Three Massachusetts sports betting bills from three different sponsors arrived in the state legislature Wednesday.
The sports betting bills landed in advance of Friday’s deadline to introduce legislation for the 2019 session in Massachusetts. Their purposes range from creating a study commission to introducing both retail and mobile sports betting.
Digging into three MA sports betting bills
Here’s a closer look at what each bill would bring to Massachusetts.
The commission would have 180 days to study the subject before being required to report back to the legislature. Depending on how quickly the bill moves, it’s possible the commission could report back before the end of the 2019 session.
Sen. James Welch proposes legislation that would enable Massachusetts casinos to begin sports betting operations. It appears to encompass both in-person and mobile sports wagering.
The bill includes a 6.75 percent tax on sports betting revenue for both Category 1 and Category 2 licensees. Category 1 licensees are the state’s largest casinos.
Currently there is MGM Springfield (Category 1) and Plainridge Park (Category 2). Another Category 1 casino, Wynn Encore Boston Harbor, opens this year.
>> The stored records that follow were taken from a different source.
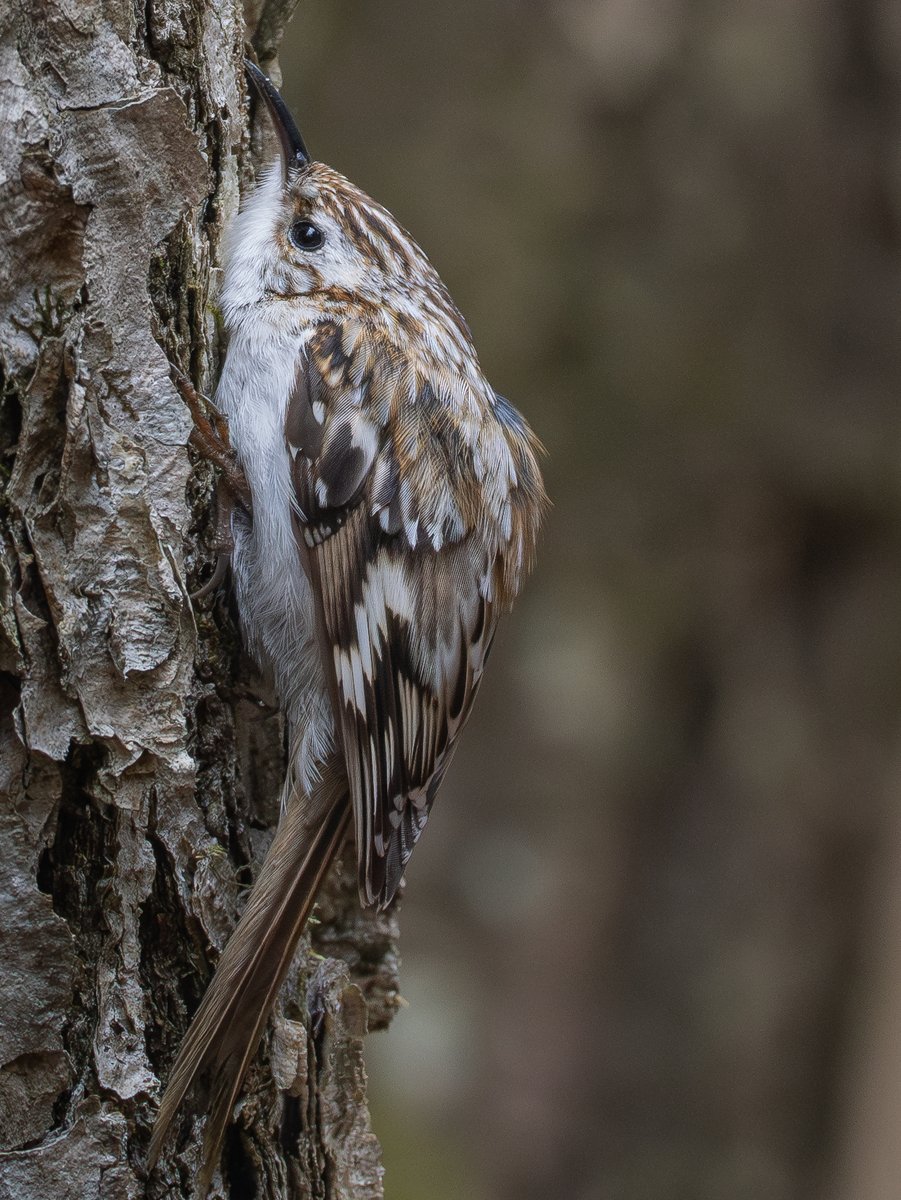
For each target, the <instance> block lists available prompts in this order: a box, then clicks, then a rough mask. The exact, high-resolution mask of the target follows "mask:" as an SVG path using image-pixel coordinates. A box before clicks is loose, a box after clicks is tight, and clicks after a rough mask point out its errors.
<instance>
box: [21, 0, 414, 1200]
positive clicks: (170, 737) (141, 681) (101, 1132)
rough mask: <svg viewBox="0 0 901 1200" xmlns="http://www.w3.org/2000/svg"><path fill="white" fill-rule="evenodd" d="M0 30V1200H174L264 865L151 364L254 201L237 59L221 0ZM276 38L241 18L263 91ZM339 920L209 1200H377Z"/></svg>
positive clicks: (349, 918)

The bill from Sen. Brendan Crighton also legalizes both retail and mobile operations in Massachusetts.
This bill would establish an initial license fee of $500,000 per operator. Sports betting revenue would be taxed at 12.5 percent of gross revenue, and licensees would pay a $100,000 annual renewal fee.
DraftKings calls Boston home
Massachusetts is home to DraftKings Sportsbook, the early market leader in New Jersey sports betting. The daily fantasy sports company turned legal sports betting provider paced NJ operators in mobile revenue in 2018.
A DraftKings spokesperson offered this statement on behalf of the company:
Legal, regulated mobile sports betting provides the best mechanism to not only protect consumers, but to eliminate illegal offshore gambling, ensure game integrity, generate new revenue for the Commonwealth and fuel the growth of Massachusetts’ sports-tech sector.
We’re hopeful Massachusetts will seize the opportunity this year to establish a new national model of directly licensing mobile operators.